Thwo things I would like to do at some point in life. Build a wooden canoe, and a guitar.
You must have some real skill if you can build a guitar. I’m very impressed! That cute tug in photo #8, with the yellow wheel-house, is called “COOT”, and is new, built in 2010. The “Molly Sparks”, if you meant that one, is a fishing trawler. The boats ranged in age from brand new back to the Elmore (pictured in Wooden Boats II), which has been in service since 1890. The luxury yacht “Syrene 1” (photo #7) was built in 1921. Glad you liked the show pix!
I live about 5 hours from the headquarters of the Martin guitar factory in Pennsylavania. I believe they offer classes that anyone can join and the project is to build a custom guitar. So I don’t have the skill, yet. 🙂
Its really cool to think that a boat built in the 1890’s was made using only wooden pegs.
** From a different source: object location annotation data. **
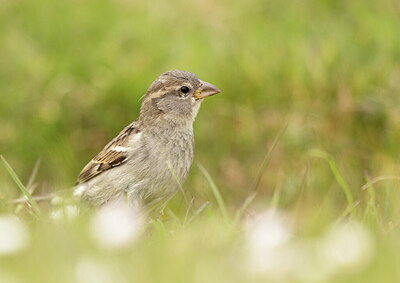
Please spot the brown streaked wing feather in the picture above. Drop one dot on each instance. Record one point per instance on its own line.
(108, 158)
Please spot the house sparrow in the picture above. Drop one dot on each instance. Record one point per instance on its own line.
(147, 159)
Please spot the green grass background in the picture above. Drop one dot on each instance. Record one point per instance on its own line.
(72, 74)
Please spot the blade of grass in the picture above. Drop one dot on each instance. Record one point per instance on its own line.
(188, 210)
(267, 158)
(245, 205)
(14, 176)
(336, 173)
(215, 190)
(197, 212)
(33, 175)
(378, 179)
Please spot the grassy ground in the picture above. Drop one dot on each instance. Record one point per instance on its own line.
(306, 131)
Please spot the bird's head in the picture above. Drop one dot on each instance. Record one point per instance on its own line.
(176, 95)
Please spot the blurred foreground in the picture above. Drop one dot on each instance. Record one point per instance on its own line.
(316, 201)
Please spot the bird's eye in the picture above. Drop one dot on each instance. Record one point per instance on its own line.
(185, 89)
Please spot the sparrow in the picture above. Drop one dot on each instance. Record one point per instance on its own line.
(151, 157)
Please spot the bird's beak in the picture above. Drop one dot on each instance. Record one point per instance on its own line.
(205, 89)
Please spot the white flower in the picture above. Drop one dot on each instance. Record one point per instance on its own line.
(14, 235)
(267, 240)
(116, 225)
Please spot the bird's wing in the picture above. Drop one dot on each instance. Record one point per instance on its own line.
(112, 155)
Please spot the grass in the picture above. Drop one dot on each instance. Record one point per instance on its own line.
(71, 77)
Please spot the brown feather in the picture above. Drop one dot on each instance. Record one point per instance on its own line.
(108, 158)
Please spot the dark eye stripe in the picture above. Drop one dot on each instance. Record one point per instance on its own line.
(185, 89)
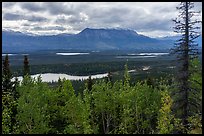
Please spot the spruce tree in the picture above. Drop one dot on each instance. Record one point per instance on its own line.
(6, 76)
(26, 70)
(89, 83)
(185, 50)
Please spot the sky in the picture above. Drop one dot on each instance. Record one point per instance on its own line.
(152, 19)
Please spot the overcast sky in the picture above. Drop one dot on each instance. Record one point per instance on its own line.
(149, 18)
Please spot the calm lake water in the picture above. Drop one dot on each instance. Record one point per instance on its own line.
(53, 77)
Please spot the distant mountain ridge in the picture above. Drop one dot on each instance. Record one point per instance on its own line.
(87, 39)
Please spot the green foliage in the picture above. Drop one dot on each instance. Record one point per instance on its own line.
(165, 116)
(106, 108)
(26, 70)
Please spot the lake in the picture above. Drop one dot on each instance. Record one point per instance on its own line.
(53, 77)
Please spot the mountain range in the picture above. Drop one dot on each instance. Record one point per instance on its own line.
(87, 39)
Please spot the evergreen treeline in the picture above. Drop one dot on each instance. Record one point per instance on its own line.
(152, 106)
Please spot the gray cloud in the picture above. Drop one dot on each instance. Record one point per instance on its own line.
(11, 16)
(33, 7)
(32, 18)
(39, 28)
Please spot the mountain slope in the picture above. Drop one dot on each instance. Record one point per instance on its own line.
(87, 39)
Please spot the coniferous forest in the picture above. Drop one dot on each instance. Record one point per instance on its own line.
(160, 105)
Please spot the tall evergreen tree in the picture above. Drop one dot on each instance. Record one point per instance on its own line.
(6, 76)
(185, 50)
(26, 70)
(89, 83)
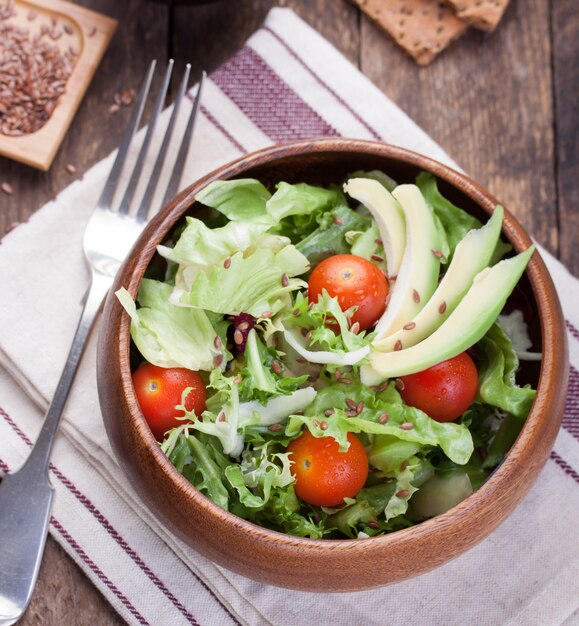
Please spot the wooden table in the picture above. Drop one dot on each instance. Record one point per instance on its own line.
(503, 106)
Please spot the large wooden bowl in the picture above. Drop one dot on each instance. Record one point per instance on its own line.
(329, 565)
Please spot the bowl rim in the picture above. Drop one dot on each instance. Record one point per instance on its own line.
(548, 309)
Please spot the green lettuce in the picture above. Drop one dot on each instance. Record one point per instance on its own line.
(324, 324)
(330, 236)
(201, 247)
(403, 422)
(497, 375)
(260, 381)
(254, 284)
(242, 200)
(168, 335)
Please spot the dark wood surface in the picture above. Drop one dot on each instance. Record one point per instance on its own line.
(504, 106)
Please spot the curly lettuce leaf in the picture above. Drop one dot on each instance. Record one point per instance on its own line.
(260, 380)
(497, 375)
(315, 319)
(330, 236)
(168, 335)
(403, 422)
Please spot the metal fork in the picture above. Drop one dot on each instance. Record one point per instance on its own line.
(26, 495)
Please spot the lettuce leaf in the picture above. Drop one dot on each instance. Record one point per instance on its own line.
(314, 319)
(201, 247)
(497, 375)
(330, 236)
(403, 422)
(254, 284)
(241, 200)
(454, 222)
(168, 335)
(260, 381)
(301, 199)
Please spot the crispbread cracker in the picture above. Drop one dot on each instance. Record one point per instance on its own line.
(423, 28)
(483, 14)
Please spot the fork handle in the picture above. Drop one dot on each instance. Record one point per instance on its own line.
(40, 455)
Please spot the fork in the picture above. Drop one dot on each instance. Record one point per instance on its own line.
(26, 495)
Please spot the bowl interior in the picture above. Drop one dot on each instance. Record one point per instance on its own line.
(321, 564)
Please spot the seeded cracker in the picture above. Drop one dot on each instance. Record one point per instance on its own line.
(422, 28)
(482, 14)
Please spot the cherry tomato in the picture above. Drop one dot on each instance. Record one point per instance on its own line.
(324, 475)
(159, 391)
(443, 391)
(355, 281)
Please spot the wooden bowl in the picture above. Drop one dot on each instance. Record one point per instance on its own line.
(329, 565)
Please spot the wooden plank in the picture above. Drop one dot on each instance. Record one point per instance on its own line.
(566, 80)
(94, 132)
(488, 101)
(72, 28)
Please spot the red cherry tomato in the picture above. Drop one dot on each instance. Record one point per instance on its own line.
(159, 391)
(324, 475)
(443, 391)
(355, 282)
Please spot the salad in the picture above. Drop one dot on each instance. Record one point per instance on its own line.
(332, 362)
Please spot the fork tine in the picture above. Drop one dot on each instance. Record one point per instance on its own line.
(156, 173)
(177, 172)
(138, 167)
(115, 174)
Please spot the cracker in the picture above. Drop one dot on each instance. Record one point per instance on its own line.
(422, 28)
(482, 14)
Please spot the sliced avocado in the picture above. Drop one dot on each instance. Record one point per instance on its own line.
(466, 325)
(472, 255)
(388, 214)
(418, 275)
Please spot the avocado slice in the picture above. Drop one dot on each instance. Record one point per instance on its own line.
(472, 255)
(466, 325)
(418, 275)
(388, 214)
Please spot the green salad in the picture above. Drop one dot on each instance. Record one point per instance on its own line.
(332, 362)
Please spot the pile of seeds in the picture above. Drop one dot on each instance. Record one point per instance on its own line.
(33, 74)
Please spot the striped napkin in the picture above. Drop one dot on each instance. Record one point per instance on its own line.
(526, 572)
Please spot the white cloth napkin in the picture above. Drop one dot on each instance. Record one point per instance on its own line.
(286, 83)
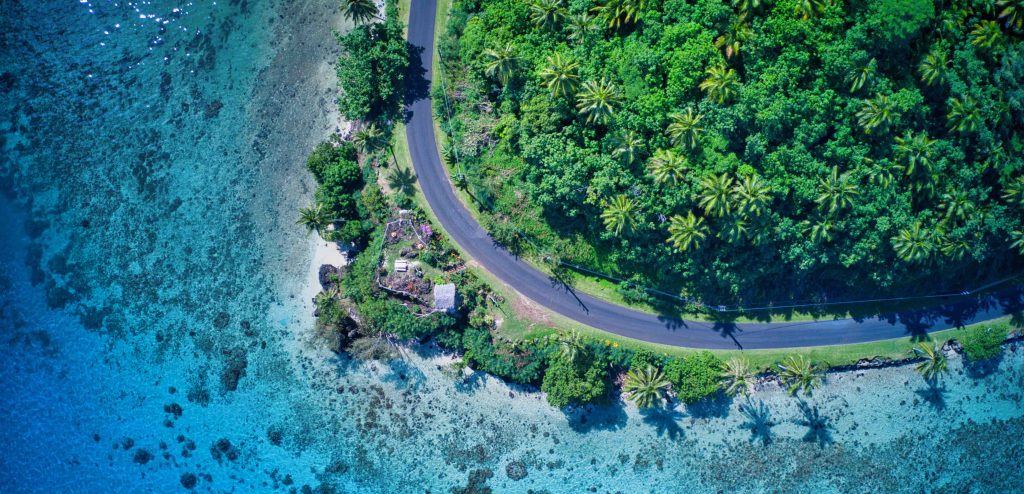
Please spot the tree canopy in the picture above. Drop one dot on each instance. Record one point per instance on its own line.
(748, 152)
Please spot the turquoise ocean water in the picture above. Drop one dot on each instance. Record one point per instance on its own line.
(155, 327)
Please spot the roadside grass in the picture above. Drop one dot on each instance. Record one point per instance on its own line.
(546, 323)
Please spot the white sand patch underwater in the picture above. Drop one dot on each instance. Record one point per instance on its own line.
(156, 302)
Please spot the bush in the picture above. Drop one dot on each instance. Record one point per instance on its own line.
(694, 377)
(389, 317)
(522, 367)
(576, 383)
(322, 158)
(983, 342)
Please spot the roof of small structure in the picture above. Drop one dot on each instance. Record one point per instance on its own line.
(444, 296)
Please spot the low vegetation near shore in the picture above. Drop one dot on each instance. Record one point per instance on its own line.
(356, 315)
(744, 153)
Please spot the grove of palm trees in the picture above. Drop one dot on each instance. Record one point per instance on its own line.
(747, 152)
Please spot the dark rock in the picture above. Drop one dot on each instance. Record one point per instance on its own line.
(188, 481)
(220, 322)
(223, 448)
(477, 483)
(329, 276)
(213, 109)
(142, 456)
(274, 436)
(174, 409)
(6, 81)
(516, 470)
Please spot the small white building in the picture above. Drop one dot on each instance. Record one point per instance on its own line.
(400, 265)
(444, 297)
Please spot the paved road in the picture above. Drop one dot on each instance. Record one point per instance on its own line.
(615, 319)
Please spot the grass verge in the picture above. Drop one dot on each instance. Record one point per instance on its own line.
(540, 322)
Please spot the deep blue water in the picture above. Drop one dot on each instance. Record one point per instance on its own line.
(155, 323)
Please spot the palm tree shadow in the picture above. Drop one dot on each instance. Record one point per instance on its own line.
(665, 420)
(471, 382)
(417, 84)
(933, 395)
(585, 419)
(402, 180)
(714, 406)
(818, 428)
(759, 421)
(726, 326)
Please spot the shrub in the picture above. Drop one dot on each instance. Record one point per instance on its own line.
(983, 342)
(323, 157)
(389, 317)
(522, 367)
(576, 383)
(694, 377)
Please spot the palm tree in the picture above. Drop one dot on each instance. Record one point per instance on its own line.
(646, 386)
(754, 194)
(359, 11)
(721, 83)
(836, 192)
(914, 244)
(934, 363)
(570, 345)
(500, 63)
(933, 67)
(810, 8)
(667, 165)
(717, 195)
(559, 75)
(914, 152)
(800, 374)
(620, 12)
(402, 180)
(368, 139)
(821, 231)
(1014, 193)
(314, 218)
(859, 77)
(1012, 11)
(738, 376)
(735, 230)
(598, 99)
(685, 128)
(878, 112)
(1018, 241)
(686, 232)
(986, 34)
(956, 206)
(547, 13)
(734, 37)
(745, 8)
(620, 214)
(628, 147)
(964, 116)
(579, 26)
(880, 173)
(953, 247)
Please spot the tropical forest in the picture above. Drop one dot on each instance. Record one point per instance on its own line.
(744, 153)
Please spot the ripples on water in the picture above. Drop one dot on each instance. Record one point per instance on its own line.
(155, 326)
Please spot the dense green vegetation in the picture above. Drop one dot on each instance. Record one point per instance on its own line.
(983, 342)
(748, 152)
(354, 315)
(373, 65)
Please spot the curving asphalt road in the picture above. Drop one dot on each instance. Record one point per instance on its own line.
(619, 320)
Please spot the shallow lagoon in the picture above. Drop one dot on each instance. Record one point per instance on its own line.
(155, 298)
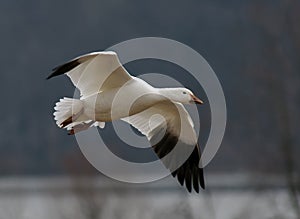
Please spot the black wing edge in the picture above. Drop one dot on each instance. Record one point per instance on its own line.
(62, 69)
(188, 173)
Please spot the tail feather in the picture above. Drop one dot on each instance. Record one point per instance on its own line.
(67, 109)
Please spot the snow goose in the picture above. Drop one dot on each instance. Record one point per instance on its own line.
(107, 91)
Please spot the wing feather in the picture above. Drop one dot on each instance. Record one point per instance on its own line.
(173, 139)
(94, 72)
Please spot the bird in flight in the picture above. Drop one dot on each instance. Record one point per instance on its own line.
(108, 92)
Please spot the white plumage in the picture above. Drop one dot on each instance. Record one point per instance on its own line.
(108, 92)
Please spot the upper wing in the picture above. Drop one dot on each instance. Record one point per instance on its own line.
(94, 72)
(170, 130)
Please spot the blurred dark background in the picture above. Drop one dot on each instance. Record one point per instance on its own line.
(253, 47)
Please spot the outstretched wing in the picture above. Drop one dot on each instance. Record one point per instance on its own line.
(170, 130)
(94, 72)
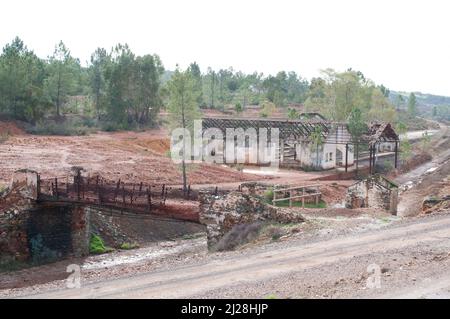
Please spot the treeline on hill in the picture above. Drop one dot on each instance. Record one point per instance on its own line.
(121, 90)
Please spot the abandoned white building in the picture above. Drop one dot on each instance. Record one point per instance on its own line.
(318, 144)
(376, 191)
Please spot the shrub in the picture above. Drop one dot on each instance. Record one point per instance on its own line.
(96, 245)
(268, 195)
(240, 234)
(275, 232)
(40, 253)
(128, 246)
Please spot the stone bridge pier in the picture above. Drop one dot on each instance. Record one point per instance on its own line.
(39, 232)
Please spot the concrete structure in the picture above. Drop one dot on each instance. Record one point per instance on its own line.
(221, 213)
(375, 192)
(311, 145)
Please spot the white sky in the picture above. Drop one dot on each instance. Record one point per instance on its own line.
(403, 44)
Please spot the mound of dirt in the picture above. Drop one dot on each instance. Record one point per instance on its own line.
(10, 128)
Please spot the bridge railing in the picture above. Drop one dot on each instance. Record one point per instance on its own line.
(95, 189)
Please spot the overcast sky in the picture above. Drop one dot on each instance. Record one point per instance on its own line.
(403, 44)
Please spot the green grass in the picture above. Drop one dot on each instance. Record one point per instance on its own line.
(96, 245)
(128, 246)
(285, 203)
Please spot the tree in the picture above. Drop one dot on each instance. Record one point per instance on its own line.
(317, 140)
(267, 109)
(62, 76)
(412, 104)
(399, 102)
(292, 114)
(183, 108)
(357, 127)
(194, 69)
(238, 108)
(100, 60)
(22, 76)
(211, 83)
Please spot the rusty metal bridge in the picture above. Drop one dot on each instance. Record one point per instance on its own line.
(137, 198)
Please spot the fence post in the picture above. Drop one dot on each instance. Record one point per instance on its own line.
(303, 197)
(38, 186)
(290, 198)
(149, 199)
(56, 187)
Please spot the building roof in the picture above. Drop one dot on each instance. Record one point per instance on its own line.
(333, 132)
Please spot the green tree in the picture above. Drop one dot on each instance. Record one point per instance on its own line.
(194, 69)
(412, 104)
(238, 108)
(61, 81)
(22, 76)
(292, 114)
(267, 109)
(183, 108)
(317, 140)
(100, 61)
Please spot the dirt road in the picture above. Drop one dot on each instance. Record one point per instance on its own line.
(413, 253)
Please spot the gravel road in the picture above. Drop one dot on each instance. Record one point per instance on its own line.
(410, 255)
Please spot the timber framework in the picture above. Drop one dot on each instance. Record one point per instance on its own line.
(300, 147)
Im not sure but don’t think nails were invented yet then.
Iron nails were among the earliest forged objects, made in quantity during the Middle Ages. They were machine-cut by 1811, with metal screws by 1840. Large wooden boats and ships of the 19th Century used metal seams and steel nails, screws, rivets and solder, sealed with pitch and other methods.
I learn something new every day. Thanks Mikey.
You’re welcome, and thanks for the research impetus. (I looked up the dates. Never knew those either.)